Dimanche 30 octobre 2005
Tueurs en série
Depuis que j'ai 13 ans, je fume. La moitié de ma vie. Et je n'ai pas l'intention d'arrêter. Le prix de ma drogue a triplé. J'ai payé à l'Etat de quoi traiter deux cents fois mon futur cancer. Depuis deux ans, j'achète mes clopes en Italie, parce que cet impôt me dégoûte. Payer l'impôt sur le revenu, ça me fait presque plaisir, la CSG, très bien, le foncier, volontiers, l'ISF, ça serait trop beau. Même la TVA... Mais la Seita, je leur ai filé tout mon argent de poche, un bon pourcentage sur mes droits d'auteur, et ils viennent m'expliquer régulièrement que non contente de me suicider à petit feu (ce que j'assume parfaitement) je suis en prime une tueuse en série. Parce que je fume au restaurant, je fume au café, je fume au pub, je fume en boîte, je fume dans les soirées qu'organisent mes amis... Je fume, donc je me tue, et je tue. Bref, je suis une vraie salope, un danger public. On va donc probablement m'interdire de passer à l'acte auprès de mes congénères. Et on me menace régulièrement de rogner mes droits à la sécurité sociale, moi qui suis une mauvaise malade. Une malade irresponsable. En revanche, jamais on n'imagine de m'interdire ma drogue. Elle engraisse trop bien l'Etat. Les vrais drogués sont plus des victimes que moi : on les prend en charge, on les désintoxique. On met en taule leurs dealers. Parfois même on compatit. Moi, que dalle. Mon dealer augmente ses tarifs en me traitant de salope. Mon dealer se lave la conscience en me culpabilisant. Au nom de la santé publique, mon dealer me raquette. Mon dealer est vraiment un odieux personnage.
Jeudi 27 octobre 2005
Moins que zéro
Sortie hier du film de Philippe Garrel Les amants réguliers . Je regrette de ne pas avoir annoncé ici sa diffusion sur Arte mardi soir, en même temps, un film beau comme un tableau, il vaut mieux le voir en salle. Et ça soutient l'économie du cinéma indépendant. Louis disait hier sur France Inter qu'en tournant le film, il ne savait pas « que Monsieur Sarkozy serait aussi pervers ». A propos du vote des étrangers. Moi, ce qui me choque, c'est Madame notre ministre des armées qui vient faire la retape chez Fogiel, parce que l'armée manque de chair fraîche. Ca m'a rappelé une scène de Farenheit 9/11 : les jeunes chômeurs qu'on embrigade à la sortie du supermarché, en leur faisant miroiter de beaux lendemains. Plus tard ils iront tuer et se faire tuer en Irak.

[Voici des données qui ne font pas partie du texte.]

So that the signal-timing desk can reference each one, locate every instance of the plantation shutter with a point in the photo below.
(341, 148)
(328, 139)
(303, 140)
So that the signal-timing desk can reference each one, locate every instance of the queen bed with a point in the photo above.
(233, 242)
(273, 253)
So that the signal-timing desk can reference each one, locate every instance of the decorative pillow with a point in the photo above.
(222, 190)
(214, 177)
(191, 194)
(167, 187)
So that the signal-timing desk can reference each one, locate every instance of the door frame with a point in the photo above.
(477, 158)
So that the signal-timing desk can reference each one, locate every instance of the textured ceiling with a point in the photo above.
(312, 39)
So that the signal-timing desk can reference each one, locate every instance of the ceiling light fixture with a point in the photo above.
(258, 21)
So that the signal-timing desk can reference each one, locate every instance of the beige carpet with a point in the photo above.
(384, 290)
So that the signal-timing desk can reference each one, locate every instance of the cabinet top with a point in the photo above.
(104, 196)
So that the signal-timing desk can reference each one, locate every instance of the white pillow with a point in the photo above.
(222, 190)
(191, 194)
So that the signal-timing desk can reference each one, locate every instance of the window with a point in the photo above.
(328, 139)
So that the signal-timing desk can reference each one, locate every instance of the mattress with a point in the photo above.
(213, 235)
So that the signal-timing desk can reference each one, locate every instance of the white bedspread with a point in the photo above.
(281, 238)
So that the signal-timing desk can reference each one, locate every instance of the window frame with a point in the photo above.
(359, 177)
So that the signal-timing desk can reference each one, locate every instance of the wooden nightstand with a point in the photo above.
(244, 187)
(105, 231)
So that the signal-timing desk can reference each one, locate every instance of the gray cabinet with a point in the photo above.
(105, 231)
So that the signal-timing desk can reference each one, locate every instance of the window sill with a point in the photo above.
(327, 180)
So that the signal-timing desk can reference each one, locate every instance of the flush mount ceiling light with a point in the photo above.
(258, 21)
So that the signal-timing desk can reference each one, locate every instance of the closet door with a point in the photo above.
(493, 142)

Dans le film de Garrel, le jeune poète plaide en vain devant un tribunal militaire. Il plaide « la poésie ». Un de ses juges lance, comme un couperet « les Baudelaire, les Rimbaud, il faut les mettre en prison ». Sur l'instant, ça m'a paru un brin caricatural, mais à tout prendre…

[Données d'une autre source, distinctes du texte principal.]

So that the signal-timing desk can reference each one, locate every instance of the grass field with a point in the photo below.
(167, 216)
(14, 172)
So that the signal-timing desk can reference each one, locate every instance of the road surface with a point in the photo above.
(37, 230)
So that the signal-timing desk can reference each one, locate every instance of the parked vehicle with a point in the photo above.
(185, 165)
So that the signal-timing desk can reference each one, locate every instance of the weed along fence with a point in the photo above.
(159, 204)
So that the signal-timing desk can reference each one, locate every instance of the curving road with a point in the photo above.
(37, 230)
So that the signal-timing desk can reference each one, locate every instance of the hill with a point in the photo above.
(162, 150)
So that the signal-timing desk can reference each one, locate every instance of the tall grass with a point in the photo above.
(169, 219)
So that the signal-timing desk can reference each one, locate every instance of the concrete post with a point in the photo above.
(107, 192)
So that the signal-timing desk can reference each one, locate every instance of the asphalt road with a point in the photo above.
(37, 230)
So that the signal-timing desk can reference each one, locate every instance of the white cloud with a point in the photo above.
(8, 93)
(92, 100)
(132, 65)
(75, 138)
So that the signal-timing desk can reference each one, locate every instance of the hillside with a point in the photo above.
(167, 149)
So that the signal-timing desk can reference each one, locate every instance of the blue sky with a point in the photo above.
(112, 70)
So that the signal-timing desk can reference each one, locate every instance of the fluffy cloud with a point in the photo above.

Hier soir Bret Easton Ellis sur Canal +, bien embêté quand on lui demande son impression sur Bush, finit par dire qu'il se sent ridicule de se lamenter sur ses états d'âme quand 2000 soldats américains sont morts en Irak. 2000 soldats américains ? Et combien de civils irakiens ? Même Ellis, de l'avis général « plus grand écrivain de sa génération », succombe au cliché de la mort kilométrique ? A la mesquinerie du sentiment national ? Les tribunaux militaires du 21 ème siècle doivent adorer les écrivains.
Vendredi 21 octobre 2005
Le 21, c'est magique. Ce matin j'ai appelé un type formidable que je n'ai pas vu depuis trois ans, un roumain de Bucarest, pour lui demander de me laisser utiliser son nom dans un roman. Il a ri, mais il n'avait pas l'air d'accord. Maintenant je prie pour qu'il ne se vexe pas à la lecture du manuscrit. Je détesterais qu'on fasse de moi un personnage.

Ca a été une semaine dense. Dimanche dernier j'ai enregistré une chanson. Je dois remercier Michel Borla, compositeur musicien ingé-son. Magicien, dans son genre. Une patience d'ange. Je ne ferai pas carrière dans la chanson, c'est clair. Nos morceaux me plaisent, mais ma voix, je vais la réserver aux soirées arrosées. Nombreuses autres choses à faire.Corriger les épreuves du roman. Relire. Combien de fois j'ai déjà relu ce texte. Je vois des images à la place des mots.
Ce matin au réveil, un reportage sur la Villa Médicis. Ca m'a pincé le cœur. Ma maison. Ma vieille maison. Le soleil se levait sur Rome alors j'ai photographié mon ciel, pendant une heure, frénétiquement. C'était très beau. J'ai de la chance. Au premier vol d'étourneaux, j'ai repris le cours des choses.

Vendredi 14 octobre 2005
Un homme enterrait mes pieds dans le sable. C'était sur la plage de Melilla. Je me rappelle ses mains contre mes jambes. J'avais trois ans. Tandis que le soleil brillait, le cœur et le diamant éclataient en innombrables gouttes d'eau.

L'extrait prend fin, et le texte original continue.